The source code for AlexNet - the neural network developed at the University of Toronto that kickstarted today's artificial intelligence boom and led to a Nobel Prize - will be preserved by the Computer History Museum in partnership with Google.
The museum, located in Mountain View, Calif, boasts a diverse archive of software and related material and aims to "decode technology - the computing past, digital present, and future impact on humanity."
It has already released other historic source codes, including APPLE II DOS, IBM APL, Apple MacPaint and QuickDraw, Apple Lisa and Adobe Photoshop.
"This code underlies the landmark paper ImageNet Classification with Deep Convolutional Neural Networks by Alex Krizhevsky, Ilya Sutskever and Geoffrey Hinton , which revolutionized the field of computer vision and is one of the most cited papers of all time," says Jeff Dean, chief scientist, Google DeepMind and Google Research, of AlexNet.
"Google is delighted to contribute the source code for the groundbreaking AlexNet work to the Computer History Museum."
AlexNet has its roots in the decades of research conducted by Hinton, a U of T University Professor Emeritus of computer science who recently shared the 2024 Nobel Prize in Physics with Princeton's John Hopfield for foundational work in AI.
By the early 2000s, Hinton's graduate students at U of T were beginning to use graphics processing units (GPUs) to train neural networks for image recognition tasks and their success suggested that deep learning could be a path to creating general-purpose AI systems.
In particular, Sutskever - who went on to become a key figure at OpenAI, which launched ChatGPT, and will receive an honorary degree from U of T this year - believed that the performance of neural networks would scale with the amount of data available.
The arrival of ImageNet in 2009 provided him with the chance to test his theory.
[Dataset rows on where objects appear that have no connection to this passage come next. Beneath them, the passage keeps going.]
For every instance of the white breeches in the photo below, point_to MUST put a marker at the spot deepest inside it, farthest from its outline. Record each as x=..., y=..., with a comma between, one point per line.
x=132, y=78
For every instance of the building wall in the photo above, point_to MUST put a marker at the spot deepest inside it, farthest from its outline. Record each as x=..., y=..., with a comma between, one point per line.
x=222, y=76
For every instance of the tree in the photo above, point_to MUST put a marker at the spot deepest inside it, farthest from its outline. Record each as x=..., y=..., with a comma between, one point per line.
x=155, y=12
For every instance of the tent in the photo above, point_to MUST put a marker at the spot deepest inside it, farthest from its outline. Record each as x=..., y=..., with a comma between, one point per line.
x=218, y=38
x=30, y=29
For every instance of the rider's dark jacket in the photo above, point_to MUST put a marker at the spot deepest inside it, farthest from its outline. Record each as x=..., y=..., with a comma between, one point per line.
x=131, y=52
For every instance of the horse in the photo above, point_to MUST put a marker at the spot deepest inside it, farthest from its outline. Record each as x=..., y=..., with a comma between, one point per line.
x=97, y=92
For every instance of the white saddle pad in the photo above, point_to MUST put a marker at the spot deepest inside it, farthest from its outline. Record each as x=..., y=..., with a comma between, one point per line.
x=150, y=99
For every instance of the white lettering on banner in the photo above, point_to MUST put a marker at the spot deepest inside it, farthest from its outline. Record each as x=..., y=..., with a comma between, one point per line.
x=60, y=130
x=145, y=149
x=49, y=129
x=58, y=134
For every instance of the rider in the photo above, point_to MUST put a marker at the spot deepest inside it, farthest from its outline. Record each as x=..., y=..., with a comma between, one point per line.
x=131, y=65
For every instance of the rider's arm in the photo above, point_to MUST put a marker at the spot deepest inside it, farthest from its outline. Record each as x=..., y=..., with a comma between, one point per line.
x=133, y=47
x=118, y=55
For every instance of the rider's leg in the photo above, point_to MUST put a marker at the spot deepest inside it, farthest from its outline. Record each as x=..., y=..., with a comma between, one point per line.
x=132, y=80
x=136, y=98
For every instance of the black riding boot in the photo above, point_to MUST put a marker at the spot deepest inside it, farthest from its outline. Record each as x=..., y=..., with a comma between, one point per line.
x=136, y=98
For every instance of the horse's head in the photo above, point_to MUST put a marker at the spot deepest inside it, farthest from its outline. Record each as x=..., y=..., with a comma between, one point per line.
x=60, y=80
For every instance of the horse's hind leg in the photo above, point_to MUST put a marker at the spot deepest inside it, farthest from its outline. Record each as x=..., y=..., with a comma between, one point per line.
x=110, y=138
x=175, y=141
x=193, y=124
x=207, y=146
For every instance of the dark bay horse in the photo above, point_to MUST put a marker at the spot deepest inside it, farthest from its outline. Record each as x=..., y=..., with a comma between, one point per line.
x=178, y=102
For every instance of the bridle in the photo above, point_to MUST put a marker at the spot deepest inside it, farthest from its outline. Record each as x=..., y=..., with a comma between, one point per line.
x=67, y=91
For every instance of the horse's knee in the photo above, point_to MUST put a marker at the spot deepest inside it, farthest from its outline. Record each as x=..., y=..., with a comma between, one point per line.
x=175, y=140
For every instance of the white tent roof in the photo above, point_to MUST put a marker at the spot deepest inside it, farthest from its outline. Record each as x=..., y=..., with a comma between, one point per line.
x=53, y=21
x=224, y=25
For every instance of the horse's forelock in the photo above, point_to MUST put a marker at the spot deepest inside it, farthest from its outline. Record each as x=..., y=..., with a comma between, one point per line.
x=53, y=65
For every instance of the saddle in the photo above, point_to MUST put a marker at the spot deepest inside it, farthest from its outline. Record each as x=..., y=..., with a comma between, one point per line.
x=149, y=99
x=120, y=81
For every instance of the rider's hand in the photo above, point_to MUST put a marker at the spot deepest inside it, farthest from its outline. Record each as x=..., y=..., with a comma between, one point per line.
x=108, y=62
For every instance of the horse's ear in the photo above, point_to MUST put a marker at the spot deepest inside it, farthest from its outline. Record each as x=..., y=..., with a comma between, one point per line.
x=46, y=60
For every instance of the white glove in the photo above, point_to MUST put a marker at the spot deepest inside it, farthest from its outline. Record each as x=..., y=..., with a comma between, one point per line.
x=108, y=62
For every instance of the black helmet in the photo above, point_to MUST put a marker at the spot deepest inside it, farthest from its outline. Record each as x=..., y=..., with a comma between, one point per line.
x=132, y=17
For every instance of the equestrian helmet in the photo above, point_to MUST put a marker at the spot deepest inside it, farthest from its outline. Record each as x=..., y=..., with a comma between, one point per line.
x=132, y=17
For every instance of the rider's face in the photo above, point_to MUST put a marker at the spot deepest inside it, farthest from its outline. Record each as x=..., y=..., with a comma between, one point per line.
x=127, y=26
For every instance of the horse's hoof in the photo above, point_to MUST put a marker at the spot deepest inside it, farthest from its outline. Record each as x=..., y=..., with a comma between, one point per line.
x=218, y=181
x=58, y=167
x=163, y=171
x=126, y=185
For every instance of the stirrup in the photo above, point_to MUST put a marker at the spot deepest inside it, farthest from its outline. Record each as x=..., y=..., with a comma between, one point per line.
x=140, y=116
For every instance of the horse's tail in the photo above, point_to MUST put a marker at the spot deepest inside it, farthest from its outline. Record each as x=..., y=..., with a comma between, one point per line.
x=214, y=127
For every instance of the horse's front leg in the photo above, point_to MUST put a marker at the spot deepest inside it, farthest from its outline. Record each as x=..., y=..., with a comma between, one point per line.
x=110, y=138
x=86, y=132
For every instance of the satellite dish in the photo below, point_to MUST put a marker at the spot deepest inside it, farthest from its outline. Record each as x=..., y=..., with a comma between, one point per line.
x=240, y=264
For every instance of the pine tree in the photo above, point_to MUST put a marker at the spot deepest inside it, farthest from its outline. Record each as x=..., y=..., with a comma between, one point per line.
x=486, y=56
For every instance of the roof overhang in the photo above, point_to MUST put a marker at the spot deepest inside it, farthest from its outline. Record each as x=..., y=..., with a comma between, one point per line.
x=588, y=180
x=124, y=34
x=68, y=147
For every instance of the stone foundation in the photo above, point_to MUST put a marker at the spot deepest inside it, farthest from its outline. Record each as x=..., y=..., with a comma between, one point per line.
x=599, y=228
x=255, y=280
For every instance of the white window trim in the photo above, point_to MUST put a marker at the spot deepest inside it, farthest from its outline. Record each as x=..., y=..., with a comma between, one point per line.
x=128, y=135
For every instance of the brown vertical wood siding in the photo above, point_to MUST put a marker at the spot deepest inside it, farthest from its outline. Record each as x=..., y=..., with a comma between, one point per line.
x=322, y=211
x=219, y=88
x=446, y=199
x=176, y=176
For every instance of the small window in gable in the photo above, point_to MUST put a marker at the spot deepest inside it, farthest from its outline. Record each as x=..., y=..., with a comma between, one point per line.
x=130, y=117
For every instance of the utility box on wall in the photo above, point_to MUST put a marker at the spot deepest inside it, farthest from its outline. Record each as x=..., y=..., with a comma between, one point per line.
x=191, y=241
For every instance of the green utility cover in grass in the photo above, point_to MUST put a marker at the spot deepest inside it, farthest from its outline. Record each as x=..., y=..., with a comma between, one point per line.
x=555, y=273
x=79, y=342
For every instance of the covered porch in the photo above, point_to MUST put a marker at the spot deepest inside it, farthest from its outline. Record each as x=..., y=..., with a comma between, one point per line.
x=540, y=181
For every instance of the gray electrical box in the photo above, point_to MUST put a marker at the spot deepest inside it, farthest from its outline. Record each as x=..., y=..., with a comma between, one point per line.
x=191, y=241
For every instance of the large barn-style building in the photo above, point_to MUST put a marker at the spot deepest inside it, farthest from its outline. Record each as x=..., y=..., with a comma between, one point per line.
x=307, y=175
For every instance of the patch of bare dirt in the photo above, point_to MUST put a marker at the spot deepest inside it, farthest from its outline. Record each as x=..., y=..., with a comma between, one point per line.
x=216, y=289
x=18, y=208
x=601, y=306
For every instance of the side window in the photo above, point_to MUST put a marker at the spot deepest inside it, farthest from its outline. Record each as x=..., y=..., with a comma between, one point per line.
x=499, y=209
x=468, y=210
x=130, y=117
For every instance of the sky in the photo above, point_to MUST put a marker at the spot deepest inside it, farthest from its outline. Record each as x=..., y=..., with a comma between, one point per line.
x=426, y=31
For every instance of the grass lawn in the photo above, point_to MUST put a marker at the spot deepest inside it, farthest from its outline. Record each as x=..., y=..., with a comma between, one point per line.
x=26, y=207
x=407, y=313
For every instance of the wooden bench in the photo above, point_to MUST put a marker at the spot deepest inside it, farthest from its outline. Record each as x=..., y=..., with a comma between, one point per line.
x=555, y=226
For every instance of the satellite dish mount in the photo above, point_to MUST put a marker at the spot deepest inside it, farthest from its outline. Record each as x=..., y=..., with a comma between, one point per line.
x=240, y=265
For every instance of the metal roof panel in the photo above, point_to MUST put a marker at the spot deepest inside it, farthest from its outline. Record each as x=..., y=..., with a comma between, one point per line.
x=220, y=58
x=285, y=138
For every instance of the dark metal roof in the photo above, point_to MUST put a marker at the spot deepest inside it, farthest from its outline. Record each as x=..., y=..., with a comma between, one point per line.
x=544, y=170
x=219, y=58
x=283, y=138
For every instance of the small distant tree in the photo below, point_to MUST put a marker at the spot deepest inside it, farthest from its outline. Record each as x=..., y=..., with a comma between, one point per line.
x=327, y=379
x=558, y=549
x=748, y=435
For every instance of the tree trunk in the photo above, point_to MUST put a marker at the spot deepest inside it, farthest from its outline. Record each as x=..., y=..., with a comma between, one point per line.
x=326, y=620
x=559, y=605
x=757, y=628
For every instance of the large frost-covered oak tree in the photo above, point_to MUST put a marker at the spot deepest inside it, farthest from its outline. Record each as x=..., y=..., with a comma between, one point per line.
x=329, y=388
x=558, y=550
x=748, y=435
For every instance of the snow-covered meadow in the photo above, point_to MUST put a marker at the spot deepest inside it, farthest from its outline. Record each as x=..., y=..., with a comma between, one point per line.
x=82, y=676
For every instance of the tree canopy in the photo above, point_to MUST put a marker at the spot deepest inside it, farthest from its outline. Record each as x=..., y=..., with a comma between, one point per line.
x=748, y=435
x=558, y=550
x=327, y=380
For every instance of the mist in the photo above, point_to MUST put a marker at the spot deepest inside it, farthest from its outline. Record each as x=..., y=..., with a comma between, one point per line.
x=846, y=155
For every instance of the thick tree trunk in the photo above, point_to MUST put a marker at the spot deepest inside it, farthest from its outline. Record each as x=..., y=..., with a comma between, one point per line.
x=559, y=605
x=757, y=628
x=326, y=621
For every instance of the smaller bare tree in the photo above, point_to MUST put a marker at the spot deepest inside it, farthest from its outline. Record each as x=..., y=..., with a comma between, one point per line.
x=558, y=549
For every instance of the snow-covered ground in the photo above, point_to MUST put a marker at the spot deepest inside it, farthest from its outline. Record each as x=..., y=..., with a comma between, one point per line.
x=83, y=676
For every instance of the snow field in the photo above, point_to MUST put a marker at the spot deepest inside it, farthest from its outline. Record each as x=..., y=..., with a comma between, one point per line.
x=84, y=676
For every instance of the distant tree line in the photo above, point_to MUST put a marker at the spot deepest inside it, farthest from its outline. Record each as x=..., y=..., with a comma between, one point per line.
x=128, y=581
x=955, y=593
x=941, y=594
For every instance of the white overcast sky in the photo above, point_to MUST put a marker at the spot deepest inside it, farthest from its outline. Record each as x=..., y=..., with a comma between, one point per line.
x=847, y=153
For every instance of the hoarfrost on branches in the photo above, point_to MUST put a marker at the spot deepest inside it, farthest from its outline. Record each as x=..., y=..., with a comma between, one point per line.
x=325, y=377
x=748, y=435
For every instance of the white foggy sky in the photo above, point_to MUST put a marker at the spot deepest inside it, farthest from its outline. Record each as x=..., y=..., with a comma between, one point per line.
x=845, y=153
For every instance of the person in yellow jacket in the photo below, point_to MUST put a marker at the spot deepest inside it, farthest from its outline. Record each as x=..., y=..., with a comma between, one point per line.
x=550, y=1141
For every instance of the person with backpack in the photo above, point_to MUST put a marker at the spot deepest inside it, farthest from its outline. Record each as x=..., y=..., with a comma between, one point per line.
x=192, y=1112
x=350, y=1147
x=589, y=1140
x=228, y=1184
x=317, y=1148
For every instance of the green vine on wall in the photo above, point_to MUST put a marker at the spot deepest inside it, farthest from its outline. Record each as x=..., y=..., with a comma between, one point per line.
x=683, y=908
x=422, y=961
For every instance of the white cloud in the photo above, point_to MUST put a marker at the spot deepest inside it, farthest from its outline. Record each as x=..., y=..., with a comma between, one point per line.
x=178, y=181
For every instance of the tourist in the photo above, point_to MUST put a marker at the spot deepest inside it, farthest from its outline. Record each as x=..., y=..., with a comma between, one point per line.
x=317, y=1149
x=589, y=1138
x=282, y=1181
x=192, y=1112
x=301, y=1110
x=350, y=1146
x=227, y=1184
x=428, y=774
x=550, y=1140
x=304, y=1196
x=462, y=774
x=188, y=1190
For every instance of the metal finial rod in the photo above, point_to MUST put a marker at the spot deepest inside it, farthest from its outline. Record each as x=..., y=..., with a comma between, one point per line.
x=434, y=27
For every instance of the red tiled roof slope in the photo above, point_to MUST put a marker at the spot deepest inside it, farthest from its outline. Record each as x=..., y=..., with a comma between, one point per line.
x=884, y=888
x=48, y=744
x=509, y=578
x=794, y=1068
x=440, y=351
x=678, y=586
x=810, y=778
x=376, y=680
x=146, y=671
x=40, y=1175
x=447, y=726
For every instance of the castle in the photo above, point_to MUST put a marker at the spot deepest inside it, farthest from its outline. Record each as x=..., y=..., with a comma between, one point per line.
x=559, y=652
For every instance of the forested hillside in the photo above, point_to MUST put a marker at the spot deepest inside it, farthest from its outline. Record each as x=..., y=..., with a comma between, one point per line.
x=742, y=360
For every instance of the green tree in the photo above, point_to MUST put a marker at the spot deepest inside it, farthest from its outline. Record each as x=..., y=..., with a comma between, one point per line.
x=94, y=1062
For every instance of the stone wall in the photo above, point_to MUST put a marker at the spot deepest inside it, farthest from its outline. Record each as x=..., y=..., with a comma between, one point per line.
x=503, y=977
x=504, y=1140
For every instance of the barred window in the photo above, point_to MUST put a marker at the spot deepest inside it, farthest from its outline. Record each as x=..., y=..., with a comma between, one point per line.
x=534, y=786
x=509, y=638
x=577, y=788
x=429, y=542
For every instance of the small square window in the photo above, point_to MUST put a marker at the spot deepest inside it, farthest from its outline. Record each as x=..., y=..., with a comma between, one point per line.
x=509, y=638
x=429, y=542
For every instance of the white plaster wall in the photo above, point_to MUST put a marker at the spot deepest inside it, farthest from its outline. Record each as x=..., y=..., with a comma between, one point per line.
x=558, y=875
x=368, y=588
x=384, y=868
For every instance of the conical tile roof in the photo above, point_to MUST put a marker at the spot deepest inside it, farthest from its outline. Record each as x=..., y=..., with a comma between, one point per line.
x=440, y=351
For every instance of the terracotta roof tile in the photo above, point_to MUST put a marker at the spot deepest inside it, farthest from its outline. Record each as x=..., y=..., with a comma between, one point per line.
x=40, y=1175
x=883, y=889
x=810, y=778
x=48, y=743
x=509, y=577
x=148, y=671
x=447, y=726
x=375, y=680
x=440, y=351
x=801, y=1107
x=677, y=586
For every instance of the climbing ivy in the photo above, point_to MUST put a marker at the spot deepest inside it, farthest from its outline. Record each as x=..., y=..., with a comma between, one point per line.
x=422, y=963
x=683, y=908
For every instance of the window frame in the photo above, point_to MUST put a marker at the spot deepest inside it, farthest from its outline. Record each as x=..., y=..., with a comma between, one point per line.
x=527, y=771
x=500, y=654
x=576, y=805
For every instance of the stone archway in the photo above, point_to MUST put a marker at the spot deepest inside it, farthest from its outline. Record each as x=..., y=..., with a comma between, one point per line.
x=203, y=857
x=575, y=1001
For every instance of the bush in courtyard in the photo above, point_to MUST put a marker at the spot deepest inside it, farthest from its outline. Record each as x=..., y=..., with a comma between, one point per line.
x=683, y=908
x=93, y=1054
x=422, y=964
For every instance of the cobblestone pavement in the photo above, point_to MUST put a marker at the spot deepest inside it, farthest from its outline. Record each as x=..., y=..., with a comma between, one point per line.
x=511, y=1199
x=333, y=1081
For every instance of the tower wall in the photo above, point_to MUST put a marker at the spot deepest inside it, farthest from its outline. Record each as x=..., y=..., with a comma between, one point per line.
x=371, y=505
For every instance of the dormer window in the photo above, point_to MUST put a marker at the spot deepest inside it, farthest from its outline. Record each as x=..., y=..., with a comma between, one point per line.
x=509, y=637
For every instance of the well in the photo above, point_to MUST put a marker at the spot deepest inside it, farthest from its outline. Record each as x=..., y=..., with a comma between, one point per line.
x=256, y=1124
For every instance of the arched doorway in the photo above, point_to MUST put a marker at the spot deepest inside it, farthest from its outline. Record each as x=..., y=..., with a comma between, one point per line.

The dataset of images developed by Stanford University Professor Fei-Fei Li was larger than any previous image dataset by several orders of magnitude.
In 2011, Sutskever convinced Krizhevsky, a fellow graduate student, to train a convolutional neural network on ImageNet. With Hinton serving as principal investigator, Krizhevsky programmed the network on a computer with two NVIDIA cards. Over the course of the next year, he tweaked the network's parameters and retrained it until it achieved performance superior to its competitors.
The network was ultimately named AlexNet in his honour.
Before AlexNet, very few machine learning researchers used neural networks. After it, almost all of them would. Google eventually acquired the company started by Hinton, Krizhevsky and Sutskever, and a Google team led by David Bieber worked with CHM for five years to secure the code's public release.
In describing the AlexNet project, Hinton says, "Ilya thought we should do it, Alex made it work and I got the Nobel Prize."